Netflix "content is currently encoded at a minimum of 500 kilobits per second and a maximum of 3.4 megabits. At 500 kilobits, a 200 MB plan user would burn through their monthly data allotment in just 12 minutes per week." At 1 megabit, still a lousy picture by today's standards, even the top tier is less than an hour a week.

      People will need to keep their landlines for video, preventing an erosion of the DSL business. Nat Worden at Dow Jones thinks wireless caps are also great for the cable modem business.

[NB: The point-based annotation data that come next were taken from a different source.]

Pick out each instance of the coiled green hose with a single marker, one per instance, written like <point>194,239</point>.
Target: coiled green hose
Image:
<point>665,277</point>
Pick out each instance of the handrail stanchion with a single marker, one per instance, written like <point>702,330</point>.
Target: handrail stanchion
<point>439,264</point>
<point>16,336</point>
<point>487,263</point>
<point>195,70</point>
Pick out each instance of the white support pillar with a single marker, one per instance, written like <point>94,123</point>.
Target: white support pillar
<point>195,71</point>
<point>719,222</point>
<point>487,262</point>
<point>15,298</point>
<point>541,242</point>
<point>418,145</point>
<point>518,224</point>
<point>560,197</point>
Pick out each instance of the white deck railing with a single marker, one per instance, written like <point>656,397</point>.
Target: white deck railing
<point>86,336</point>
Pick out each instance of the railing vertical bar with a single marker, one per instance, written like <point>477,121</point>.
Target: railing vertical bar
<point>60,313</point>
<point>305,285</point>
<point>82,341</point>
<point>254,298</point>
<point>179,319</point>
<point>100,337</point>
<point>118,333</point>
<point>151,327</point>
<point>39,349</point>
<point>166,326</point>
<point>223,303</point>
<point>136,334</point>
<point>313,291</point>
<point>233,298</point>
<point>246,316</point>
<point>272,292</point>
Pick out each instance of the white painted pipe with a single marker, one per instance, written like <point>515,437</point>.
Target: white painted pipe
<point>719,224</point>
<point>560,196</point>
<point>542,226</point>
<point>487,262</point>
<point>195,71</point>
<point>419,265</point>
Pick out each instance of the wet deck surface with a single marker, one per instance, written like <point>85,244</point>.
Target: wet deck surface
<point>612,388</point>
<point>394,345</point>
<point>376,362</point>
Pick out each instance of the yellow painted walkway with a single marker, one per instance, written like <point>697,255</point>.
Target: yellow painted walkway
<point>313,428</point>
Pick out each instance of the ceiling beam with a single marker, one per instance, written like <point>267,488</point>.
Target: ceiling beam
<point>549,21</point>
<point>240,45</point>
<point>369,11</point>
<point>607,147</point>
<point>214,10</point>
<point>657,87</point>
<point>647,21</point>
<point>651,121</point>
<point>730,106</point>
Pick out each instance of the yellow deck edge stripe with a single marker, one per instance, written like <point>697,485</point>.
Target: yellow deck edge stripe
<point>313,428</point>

This pushes anyone who wants TV on the go to the telco's video offerings, which are failing because they are ridiculously overpriced.

    Verizon has "signaled six ways to Sunday that they like the idea of metering." That's how to achieve monopoly pricing in a way that's hard to prosecute despite the companies, Wall Street, and even the Department of Justice knowing exactly what's going on. V&T have 60% of the U.S. mobile market, and a much higher % of mobile data. They have such a commanding lead the two of them alone may dominate the market; Sprint and T-Mobile have been losing money and falling further behind.  

      Moffat is off-base in thinking that a 2 gigabyte cap is needed to prevent degrading network quality according to slews of technical experts who've analyzed the problem as well as AT&T's President John Stankey.  There is some point at which demand becomes economically impractical to serve, but that's 10 to 25 times the 2 gigabyte cap AT&T is imposing. A good working figure for wireless bandwidth costs is about $1=2/gigabyte for wireless today on a good network, compared to 3 to 7 cents/gigabyte on efficient DSL or cable. If $2 of the $15 low end price went to bandwidth, the $15 plan would support a 2-5 gigabyte cap. That's based on reasonable assumptions of time of day, percent of cap typically used, and other factors. If $3 of the $10 additional for the higher plan went to bandwidth, 10-25 gigabyte cap would be in line. Many reporters made the mistake of assuming a low cap was reasonable because a high cap is supportable.

   Moffett's last thought is also worth re-examining. "[With] Lower prices would come lower investment returns… and therefore lower investment" is almost a tautology. Anything that raises profits will induce some amount of additional investment, but few think we should double corporate profits by taking the money from consumers. 

    The question is how much of the profit decrease/increase would go to investment and how much to higher dividends? I believe, based on past experience and the structure of the industry, most of the money would go to the shareholders. That's particularly true because "investment" in networks is rarely from "investors" making theoretical asset allocations.

      Virtually all carrier investment in telecom comes from the profits of the existing companies, not "investors" putting money in. Most carriers devote 60-80% of cash flow to dividends and buybacks, and the rate would probably be higher with incremental income from a price hike. In theory they could decide to stop putting part of the profit back into the business, but with even weak competition there would be massive losses while the companies could go out of business.  At first pass, most of the increased or decreased profit in this business affects the stock price far more than the level of investment. These are tough questions to be sure about, however. So Craig is right for his audience - people making money on the stock - but not on public policy. 

     "AT&T is running their business with a profit motive," Craig adds. They prefer monopoly pricing.